Enclines aux anglicismes, mais sans entêtement, ces exuvies laissent la prosodie du rock et du be-bop s’immiscer à bon escient, si l’on m’autorise cet oxymore. De manière que le Isty Bitsy Teen Weeny Yellow Polka Dot Bikiny (notez le i grec fautif), côtoient thé, huîtres et mandarins (pp. 80-81), lesquels lui sont indéniablement réfractaires. Qui porterait un vêtement si minimal ? Soit Jayne Mansfield, et l’on pencherait alors en direction d’Hollywood dans son incarnation du glamour un peu cheap, soit—et c’est tout autre chose—Dolores Haze. Humbert Humbert pourrait vouloir l’initier à ces trois choses.

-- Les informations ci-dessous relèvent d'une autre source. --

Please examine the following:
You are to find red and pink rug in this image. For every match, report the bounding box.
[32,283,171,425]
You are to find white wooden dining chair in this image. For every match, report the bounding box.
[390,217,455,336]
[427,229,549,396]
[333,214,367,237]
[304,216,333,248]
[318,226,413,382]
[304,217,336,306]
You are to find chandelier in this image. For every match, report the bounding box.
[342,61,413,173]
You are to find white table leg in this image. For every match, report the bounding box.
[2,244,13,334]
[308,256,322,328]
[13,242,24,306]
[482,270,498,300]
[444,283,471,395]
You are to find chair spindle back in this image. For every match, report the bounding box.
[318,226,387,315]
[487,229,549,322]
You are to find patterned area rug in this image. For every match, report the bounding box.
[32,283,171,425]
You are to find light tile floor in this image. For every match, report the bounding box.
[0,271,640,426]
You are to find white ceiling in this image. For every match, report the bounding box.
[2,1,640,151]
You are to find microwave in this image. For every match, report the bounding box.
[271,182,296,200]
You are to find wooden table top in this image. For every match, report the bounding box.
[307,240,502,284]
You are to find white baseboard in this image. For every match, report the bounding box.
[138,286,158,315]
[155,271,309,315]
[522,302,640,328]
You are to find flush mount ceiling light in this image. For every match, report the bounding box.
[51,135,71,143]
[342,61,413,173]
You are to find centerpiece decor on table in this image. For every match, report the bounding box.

Au thé pour instruire du goût anglais, aux huîtres pour aller à contresens de la cantine du camp Climax, aux mandarins pour rêver de la Chine du fond d’un lit king size de motel du Midwest.
La prose déprosée—oui—, mais aussi la rime dérimée et le cut-up pour ainsi dire décutupé, notamment dans le texte le plus récent et le plus prosé des sept (2017), Pléonasme & Fortune. Pour commencer, on dirait des noms propres. Il y a là le titre d’un oratorio, à la manière d’Acis & Galatée, où les personifications d’une figure de style et de la puissance distributrice du bonheur et du malheur en parts inégales s’affrontent.
Je parie d’ailleurs que c’est bien le cas. Si « Polichinelle, sur beau papier, navigue » (p. 9), si, plus loin, des grives « se goinfrent […] de disques de Fats Domino » (p. 20) et si, plus loin encore, un « fakir, champion de dés […] savait lire dans la crête de coq inconnu » (p. 32), c’est bien que la Fortune nous joue des tours. Quant à Pléonasme, il se cache non pas dans les répétitions malheureuses dont tout un chacun pourrait se moquer, mais dans la redondance ou, mieux, dans la pléthore (au sens ancien de plénitude) et la superfluité de l’écriture débarassée de la syntaxe abusive, de la ponctuation fastidieuse et de la frousse du non sequitur. On se moque bien de savoir si un mot saisit mieux la chose qu’un autre, ou même si la chose en est distincte. Si, comme on nous le rappelle ailleurs, « Passy, c’est tout de même moins loin que Bir-Hakeim » (Proses bien déprosées, p. 75), c’est que le mot et la chose cachée derrière s’échangent volontiers leur place comme aux chaises musicales.
Ce n’est pas la musique qui manque ici, tantôt cacophonique, varésienne et explosive, tantôt contrapuntique et même proche du motet polyphonique. C’est quand elle se fait discrète, intime et retenue à la Tallis ou à la Byrd qu’elle se livre avec le plus d’ingénuité. On est assis dans le fauteuil, on profite des accoudoirs et de l’appui-tête garni d’une petite dentelle, on regarde le néon qui brûle, dehors, à l’américaine, jusqu’à l’aube. On pourrait être aussi bien clermontois que manhattanite, et on lit ceci, au réveil : « Le lanceur de pommes n’avait pas osé dire qu’il était unijambiste » (j’ai perdu la page).
Flûte, alors…
Et s’il l’avait osé… ? se dit-on, encore ensuqué. S’il l’avait osé dans un monde différent, mais parallèle aux exuvies de Bulteau et Messagier ? Je n’ose soupçonner ce qui serait arrivé. Sans doute aurions-nous eu d’autres dépouilles. Peut-être bien moindres, après tout. Au moins celles-ci sont-elles les nôtres.
F.P.
Bulteau &Messagier, Exuvies électriques. Nouvelles Éditions Place, Paris, 2019.